Mechanisms of sleep deprivation-induced hepatic steatosis and insulin resistance in mice

内分泌学 睡眠剥夺 内科学 脂肪变性 胰岛素抵抗 脂肪肝 胰岛素 生物 医学 昼夜节律 疾病
作者
Fumika Shigiyama,Naoki Kumashiro,Yousuke Tsuneoka,Hiroyuki Igarashi,Fukumi Yoshikawa,Saori Kakehi,Hiromasa Funato,Takahisa Hirose
出处
期刊:American Journal of Physiology-endocrinology and Metabolism [American Physiological Society]

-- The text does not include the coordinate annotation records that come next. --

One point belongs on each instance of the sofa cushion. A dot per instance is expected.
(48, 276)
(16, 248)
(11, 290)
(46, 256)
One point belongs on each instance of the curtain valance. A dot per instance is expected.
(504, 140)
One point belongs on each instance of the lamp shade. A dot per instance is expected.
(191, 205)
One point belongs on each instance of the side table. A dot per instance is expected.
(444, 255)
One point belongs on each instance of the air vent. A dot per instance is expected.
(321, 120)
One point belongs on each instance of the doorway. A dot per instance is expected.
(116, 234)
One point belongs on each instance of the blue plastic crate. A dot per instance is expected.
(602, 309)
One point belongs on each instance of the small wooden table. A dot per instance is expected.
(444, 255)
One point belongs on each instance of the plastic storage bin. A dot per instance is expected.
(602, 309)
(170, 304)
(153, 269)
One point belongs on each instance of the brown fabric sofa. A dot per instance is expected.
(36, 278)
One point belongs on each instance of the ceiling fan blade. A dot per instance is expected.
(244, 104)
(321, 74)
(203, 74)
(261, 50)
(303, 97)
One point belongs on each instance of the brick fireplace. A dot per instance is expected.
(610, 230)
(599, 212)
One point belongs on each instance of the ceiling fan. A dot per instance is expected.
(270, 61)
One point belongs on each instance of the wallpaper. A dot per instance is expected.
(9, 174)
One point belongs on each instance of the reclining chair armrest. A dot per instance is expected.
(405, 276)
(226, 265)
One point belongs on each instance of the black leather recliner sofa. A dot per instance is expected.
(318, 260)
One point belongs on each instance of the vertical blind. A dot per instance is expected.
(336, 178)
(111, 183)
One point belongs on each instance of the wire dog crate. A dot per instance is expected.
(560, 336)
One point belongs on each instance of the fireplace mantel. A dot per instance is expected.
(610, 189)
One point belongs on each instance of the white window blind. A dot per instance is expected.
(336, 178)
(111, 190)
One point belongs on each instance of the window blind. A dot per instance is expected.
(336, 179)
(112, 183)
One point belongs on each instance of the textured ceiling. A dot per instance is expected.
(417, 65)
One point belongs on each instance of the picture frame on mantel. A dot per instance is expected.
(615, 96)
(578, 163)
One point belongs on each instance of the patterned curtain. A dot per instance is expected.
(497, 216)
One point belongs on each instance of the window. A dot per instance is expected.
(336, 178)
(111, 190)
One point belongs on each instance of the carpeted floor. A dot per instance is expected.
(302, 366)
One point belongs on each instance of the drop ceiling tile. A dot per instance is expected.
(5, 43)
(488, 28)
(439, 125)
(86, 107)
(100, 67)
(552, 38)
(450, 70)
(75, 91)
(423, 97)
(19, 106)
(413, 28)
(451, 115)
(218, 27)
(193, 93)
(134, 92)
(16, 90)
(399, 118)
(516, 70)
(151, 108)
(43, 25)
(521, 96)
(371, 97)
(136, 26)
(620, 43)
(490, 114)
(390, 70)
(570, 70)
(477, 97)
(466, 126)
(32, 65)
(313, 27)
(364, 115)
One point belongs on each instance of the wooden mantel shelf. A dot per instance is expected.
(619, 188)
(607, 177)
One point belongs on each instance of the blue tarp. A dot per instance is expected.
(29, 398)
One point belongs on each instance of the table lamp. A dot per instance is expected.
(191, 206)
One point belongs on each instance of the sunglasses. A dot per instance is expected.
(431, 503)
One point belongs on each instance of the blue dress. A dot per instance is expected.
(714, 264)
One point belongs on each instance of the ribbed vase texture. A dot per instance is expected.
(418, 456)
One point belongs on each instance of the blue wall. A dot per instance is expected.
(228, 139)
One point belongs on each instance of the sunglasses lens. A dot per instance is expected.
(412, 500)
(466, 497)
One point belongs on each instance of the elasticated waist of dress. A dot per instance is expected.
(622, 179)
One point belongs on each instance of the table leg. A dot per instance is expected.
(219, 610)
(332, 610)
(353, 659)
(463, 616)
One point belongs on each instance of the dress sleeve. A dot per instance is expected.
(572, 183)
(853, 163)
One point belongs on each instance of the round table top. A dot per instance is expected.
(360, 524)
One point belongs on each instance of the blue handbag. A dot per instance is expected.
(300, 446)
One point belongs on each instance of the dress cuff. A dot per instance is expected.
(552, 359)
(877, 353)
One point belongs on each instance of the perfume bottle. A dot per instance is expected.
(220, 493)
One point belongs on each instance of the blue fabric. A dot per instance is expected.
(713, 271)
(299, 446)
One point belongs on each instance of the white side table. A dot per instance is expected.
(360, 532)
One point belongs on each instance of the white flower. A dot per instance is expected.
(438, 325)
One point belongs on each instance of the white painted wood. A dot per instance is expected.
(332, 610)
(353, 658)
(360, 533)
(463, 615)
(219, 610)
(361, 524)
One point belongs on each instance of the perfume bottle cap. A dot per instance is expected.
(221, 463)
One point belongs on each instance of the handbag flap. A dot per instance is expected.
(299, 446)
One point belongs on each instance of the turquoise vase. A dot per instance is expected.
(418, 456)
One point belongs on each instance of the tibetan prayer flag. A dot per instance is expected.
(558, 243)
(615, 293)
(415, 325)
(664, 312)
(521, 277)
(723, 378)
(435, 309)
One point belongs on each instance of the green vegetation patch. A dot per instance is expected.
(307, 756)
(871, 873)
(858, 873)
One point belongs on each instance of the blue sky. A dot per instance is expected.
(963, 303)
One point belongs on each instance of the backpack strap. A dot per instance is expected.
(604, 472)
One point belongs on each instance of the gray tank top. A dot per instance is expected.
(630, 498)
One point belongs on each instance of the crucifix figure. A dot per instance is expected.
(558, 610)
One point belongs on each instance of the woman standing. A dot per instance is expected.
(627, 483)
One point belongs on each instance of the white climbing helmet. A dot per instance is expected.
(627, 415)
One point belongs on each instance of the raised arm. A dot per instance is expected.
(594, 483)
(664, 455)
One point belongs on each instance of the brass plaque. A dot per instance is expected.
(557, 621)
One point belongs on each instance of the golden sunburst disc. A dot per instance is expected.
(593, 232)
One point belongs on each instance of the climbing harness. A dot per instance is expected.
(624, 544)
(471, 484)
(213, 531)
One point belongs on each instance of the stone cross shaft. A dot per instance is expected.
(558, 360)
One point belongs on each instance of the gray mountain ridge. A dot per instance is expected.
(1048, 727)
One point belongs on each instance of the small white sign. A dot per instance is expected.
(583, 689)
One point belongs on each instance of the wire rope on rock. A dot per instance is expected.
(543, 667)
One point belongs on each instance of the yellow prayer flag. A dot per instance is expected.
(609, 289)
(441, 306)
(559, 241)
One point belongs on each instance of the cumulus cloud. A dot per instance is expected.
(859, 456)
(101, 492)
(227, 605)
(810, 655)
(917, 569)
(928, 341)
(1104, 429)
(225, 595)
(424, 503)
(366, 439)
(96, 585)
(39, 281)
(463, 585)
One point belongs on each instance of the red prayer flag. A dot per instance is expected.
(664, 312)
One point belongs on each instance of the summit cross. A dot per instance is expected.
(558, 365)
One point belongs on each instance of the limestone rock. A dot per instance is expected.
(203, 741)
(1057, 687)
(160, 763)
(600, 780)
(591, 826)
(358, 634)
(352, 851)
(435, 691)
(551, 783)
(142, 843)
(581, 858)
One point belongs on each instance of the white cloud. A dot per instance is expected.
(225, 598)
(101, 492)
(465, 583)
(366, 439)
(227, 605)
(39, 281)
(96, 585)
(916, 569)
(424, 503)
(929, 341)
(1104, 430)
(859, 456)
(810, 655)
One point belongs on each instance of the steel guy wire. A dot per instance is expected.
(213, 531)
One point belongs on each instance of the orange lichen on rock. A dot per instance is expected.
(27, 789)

卷期号:315 (5): E848-E858 被引量:47
标识
DOI:10.1152/ajpendo.00072.2018
摘要

Sleep deprivation is associated with increased risk for type 2 diabetes mellitus. However, the underlying mechanisms of sleep deprivation-induced glucose intolerance remain elusive. The aim of this study was to investigate the mechanisms of sleep deprivation-induced glucose intolerance in mice with a special focus on the liver. We established a mouse model of sleep deprivation-induced glucose intolerance using C57BL/6J male mice. A single 6-h sleep deprivation by the gentle handling method under fasting condition induced glucose intolerance. Hepatic glucose production assessed by a pyruvate challenge test was significantly increased, as was hepatic triglyceride content (by 67.9%) in the sleep deprivation group, compared with freely sleeping control mice. Metabolome and microarray analyses were used to evaluate hepatic metabolites and gene expression levels and to determine the molecular mechanisms of sleep deprivation-induced hepatic steatosis. Hepatic metabolites, such as acetyl coenzyme A, 3β-hydroxybutyric acid, and certain acylcarnitines, were significantly increased in the sleep deprivation group, suggesting increased lipid oxidation in the liver. In contrast, fasted sleep-deprived mice showed that hepatic gene expression levels of elongation of very long chain fatty acids-like 3, lipin 1, perilipin 4, perilipin 5, and acyl-CoA thioesterase 1, which are known to play lipogenic roles, were 2.7, 4.5, 3.7, 2.9, and 2.8 times, respectively, those of the fasted sleeping control group, as assessed by quantitative RT-PCR. Sleep deprivation-induced hepatic steatosis and hepatic insulin resistance seem to be mediated through upregulation of hepatic lipogenic enzymes.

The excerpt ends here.